Supporters told the House Revenue Committee HB 4136 would end the state mortgage interest deduction for secondary homes and dedicate about $9–10 million a year to down-payment assistance; industry groups warned it would raise costs for some homeowners and harm coastal economies.

Representative Vanessa Hartman and supporters told the House Revenue Committee on Feb. 16 that House Bill 4136 would preserve the mortgage-interest deduction for primary residences but eliminate the deduction for secondary (non-rental) homes, directing the proceeds into a new Oregon Homeownership Opportunity Account to fund down-payment assistance programs.

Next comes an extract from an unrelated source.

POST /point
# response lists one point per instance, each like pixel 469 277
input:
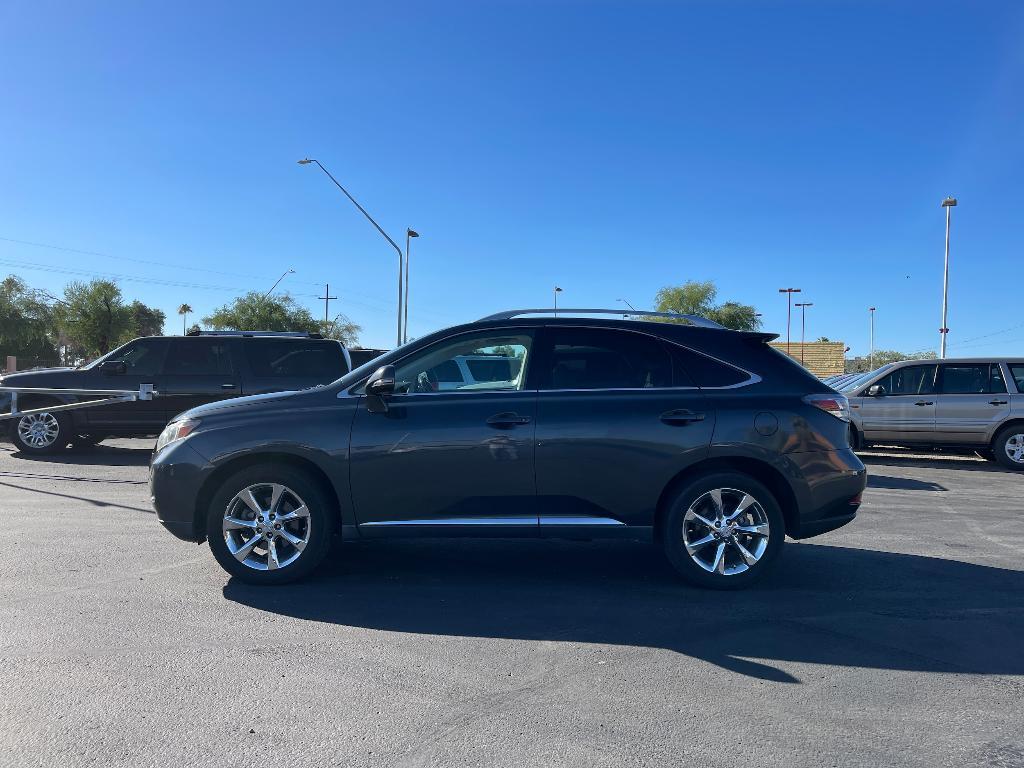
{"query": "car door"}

Hartman, the bill sponsor, said the change would create a stable funding stream for down-payment assistance delivered by existing homeownership centers and would not require new state offices or HUD certification. "This bill ends state subsidy for personal use vacation properties that remain vacant for much of the year and redirects those dollars into a dedicated account for down payment assistance," she said.

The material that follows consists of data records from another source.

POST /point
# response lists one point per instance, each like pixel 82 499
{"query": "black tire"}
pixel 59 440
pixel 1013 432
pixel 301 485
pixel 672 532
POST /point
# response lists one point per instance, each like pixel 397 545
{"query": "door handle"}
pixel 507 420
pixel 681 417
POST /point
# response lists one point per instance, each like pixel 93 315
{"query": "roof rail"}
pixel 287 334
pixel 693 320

Why it matters: Supporters argued the mortgage-interest deduction disproportionately benefits higher-income taxpayers and does not effectively increase homeownership among lower-income or first-generation buyers. Senator James Ivory Manning Jr. told the committee the measure is narrow in scope and "does not affect the vast majority of Oregon homeowners." Witnesses estimated the change would generate roughly $9–10 million per year for down-payment assistance; advocates said that could support about 250 low- and moderate-income households annually.

Proponents included housing counselors and nonprofit housing developers who described long waiting lists and rapid program deployment if funding is secured. Valencia Ocampo, a homeownership counselor at the Native American Youth and Family Center, said her caseload includes more than 100 mortgage-ready households and over 120 families on a waiting list for assistance.

Opponents — led by the Oregon Realtors and coastal realtors — warned the bill would raise taxes for some homeowners who rely on the deduction and could depress economic activity in communities that depend on second-home spending. Dr. Tony Kelly, president of Oregon Realtors, said the measure "would advantage cash buyers who already represent a quarter of Oregon transactions" and could increase taxes for second-home owners by thousands of dollars in early mortgage years.

Several witnesses raised technical and equity questions. Some industry witnesses said Oregon’s decision to diverge from federal mortgage-deduction rules could create uncertainty and risk further erosion of the deduction for primary residences. Other speakers urged amendments to split funds between homeownership and homelessness prevention.

The hearing produced no committee vote on HB 4136 that day. The committee closed public testimony after hearing from more than two dozen witnesses who offered both individual stories and organizational positions. The next procedural step, if any, was not set in the hearing record.

Ending: The committee completed its agenda and adjourned after closing the public hearing.